See also: LibreWolf. I believe it's more or less the same idea, but more up-to-date.

[–] nour@lemmygrad.ml 8 points 3 years ago (2 children)

Does regular Firefox disrespect privacy in some ways, or is the fork just better for privacy due to the additional privacy protection features listed on that page?

[–] ajz@lemmy.ml 12 points 3 years ago* (last edited 3 years ago)

Default Firefox is full of Google related options and iirc telemetry and studies is on by default. That can be annoying if one uses more than one FF profile. Of course you can manually change those settings or create a tweaked user.js or install Librewolf or Seamonkey or Firedragon or Icecat etc.

[–] pixelate@lemmy.ml 7 points 3 years ago (1 children)

Normal Firefox is just worse by default, you can configure both to be almost identical

[–] helix@lemmy.ml 2 points 3 years ago (1 children)

There's the possibility of a hardened user.js, e.g. this one by pyllyukko on Github to set many of these configuration items in a more secure or privacy-respecting way.
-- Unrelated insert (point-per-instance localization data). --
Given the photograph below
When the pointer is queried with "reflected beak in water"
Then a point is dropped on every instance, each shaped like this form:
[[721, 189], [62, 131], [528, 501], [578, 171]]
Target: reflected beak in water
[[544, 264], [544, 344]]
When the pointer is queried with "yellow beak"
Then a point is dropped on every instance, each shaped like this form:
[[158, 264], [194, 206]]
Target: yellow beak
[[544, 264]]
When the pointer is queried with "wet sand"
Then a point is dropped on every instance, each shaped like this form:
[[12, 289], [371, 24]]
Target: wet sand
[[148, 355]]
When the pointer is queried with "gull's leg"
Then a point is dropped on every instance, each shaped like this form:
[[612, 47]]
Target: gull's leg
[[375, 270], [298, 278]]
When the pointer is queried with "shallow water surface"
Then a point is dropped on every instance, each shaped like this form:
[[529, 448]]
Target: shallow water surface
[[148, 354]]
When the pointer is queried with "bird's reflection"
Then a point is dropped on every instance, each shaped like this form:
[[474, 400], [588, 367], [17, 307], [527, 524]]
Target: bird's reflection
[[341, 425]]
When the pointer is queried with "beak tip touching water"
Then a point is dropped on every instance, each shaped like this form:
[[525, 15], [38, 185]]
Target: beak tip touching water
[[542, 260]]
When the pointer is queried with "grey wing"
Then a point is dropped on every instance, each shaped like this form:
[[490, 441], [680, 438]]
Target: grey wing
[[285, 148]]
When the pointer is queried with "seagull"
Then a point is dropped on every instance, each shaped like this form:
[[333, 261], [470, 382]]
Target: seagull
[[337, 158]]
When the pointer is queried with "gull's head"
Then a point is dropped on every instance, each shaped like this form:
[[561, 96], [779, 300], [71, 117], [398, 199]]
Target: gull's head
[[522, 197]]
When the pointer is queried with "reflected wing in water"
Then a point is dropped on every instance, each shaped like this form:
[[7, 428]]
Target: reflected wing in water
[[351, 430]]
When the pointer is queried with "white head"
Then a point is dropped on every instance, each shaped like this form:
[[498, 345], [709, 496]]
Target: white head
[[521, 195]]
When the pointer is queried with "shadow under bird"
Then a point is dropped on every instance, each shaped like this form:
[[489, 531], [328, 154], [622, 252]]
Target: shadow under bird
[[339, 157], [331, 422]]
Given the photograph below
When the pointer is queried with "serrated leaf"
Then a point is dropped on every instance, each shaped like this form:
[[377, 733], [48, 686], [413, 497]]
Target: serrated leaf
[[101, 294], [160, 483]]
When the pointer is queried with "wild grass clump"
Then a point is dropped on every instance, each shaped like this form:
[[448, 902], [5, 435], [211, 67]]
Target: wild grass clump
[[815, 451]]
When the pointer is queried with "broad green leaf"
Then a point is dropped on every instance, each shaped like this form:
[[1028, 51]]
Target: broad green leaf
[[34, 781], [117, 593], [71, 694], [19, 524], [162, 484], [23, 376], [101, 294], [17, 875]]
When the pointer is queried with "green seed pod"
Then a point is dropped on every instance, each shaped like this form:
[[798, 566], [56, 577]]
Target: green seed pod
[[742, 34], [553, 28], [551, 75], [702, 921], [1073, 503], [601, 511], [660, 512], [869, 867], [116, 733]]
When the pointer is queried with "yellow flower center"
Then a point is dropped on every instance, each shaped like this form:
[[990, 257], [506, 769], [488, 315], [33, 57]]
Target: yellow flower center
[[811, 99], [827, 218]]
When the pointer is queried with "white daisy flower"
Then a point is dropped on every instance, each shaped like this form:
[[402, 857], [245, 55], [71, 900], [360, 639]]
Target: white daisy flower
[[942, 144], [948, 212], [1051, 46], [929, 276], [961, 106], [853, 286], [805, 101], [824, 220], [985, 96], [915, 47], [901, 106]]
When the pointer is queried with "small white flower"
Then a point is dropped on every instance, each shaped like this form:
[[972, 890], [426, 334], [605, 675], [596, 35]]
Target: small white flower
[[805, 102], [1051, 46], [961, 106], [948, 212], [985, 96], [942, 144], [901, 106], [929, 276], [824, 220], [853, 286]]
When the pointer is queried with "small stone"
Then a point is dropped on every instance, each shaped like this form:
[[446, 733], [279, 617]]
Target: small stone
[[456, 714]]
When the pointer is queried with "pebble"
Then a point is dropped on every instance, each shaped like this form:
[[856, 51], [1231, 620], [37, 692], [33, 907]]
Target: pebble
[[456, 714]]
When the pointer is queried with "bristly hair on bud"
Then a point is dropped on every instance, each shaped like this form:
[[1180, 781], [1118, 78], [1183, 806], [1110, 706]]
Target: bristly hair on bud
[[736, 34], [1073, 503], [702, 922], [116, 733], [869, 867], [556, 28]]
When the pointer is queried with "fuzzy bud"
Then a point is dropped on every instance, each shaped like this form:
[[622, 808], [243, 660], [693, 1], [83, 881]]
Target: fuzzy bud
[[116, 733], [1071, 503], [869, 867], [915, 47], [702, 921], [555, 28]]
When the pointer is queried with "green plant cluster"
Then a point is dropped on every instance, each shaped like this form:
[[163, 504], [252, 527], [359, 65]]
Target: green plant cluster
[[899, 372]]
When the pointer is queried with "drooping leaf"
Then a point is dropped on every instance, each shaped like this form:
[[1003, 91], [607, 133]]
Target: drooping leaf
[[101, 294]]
[–] pixelate@lemmy.ml 1 points 3 years ago (1 children)

That seems to do a lot! Would you recommend using that instead of hardening manually?

[–] helix@lemmy.ml 1 points 3 years ago

Everything is commented, so I'd go through the user.js once in a while and copy it to my own. I don't use all of the settings.

[–] miguel@lemmy.ml 8 points 3 years ago

I like IceCat (and the logo is so cute 💖 ). There is also Abrowser from the Trisquel GNU/Linux project. For me the best 100% free/libre Firefox fork. Includes its own Add-on site and a better user experience than IceCat.

[–] Echedenyan@lemmy.ml 6 points 3 years ago (1 children)

Is there an APT external repository for IceCat?

[–] onlooker@lemmy.ml 6 points 3 years ago (1 children)

It's very nice and all, but keep in mind that it was last updated two years ago, on June 2019.

[–] Echedenyan@lemmy.ml 5 points 3 years ago (1 children)

https://git.savannah.gnu.org/cgit/gnuzilla.git

The problem is the FTP, but the Git repository is up-to-date.

[–] onlooker@lemmy.ml 6 points 3 years ago (2 children)

My bad then. In my defense, it's not immediately apparent that the project is still being updated.

[–] adrianmalacoda@lemmy.ml 4 points 3 years ago

Guix provides a more up-to-date IceCat, but warns that "IceCat 78 has not yet been released by the upstream IceCat project. This is a preview release, and does not currently meet the privacy-respecting standards of the IceCat project."

I had no idea this was still the case.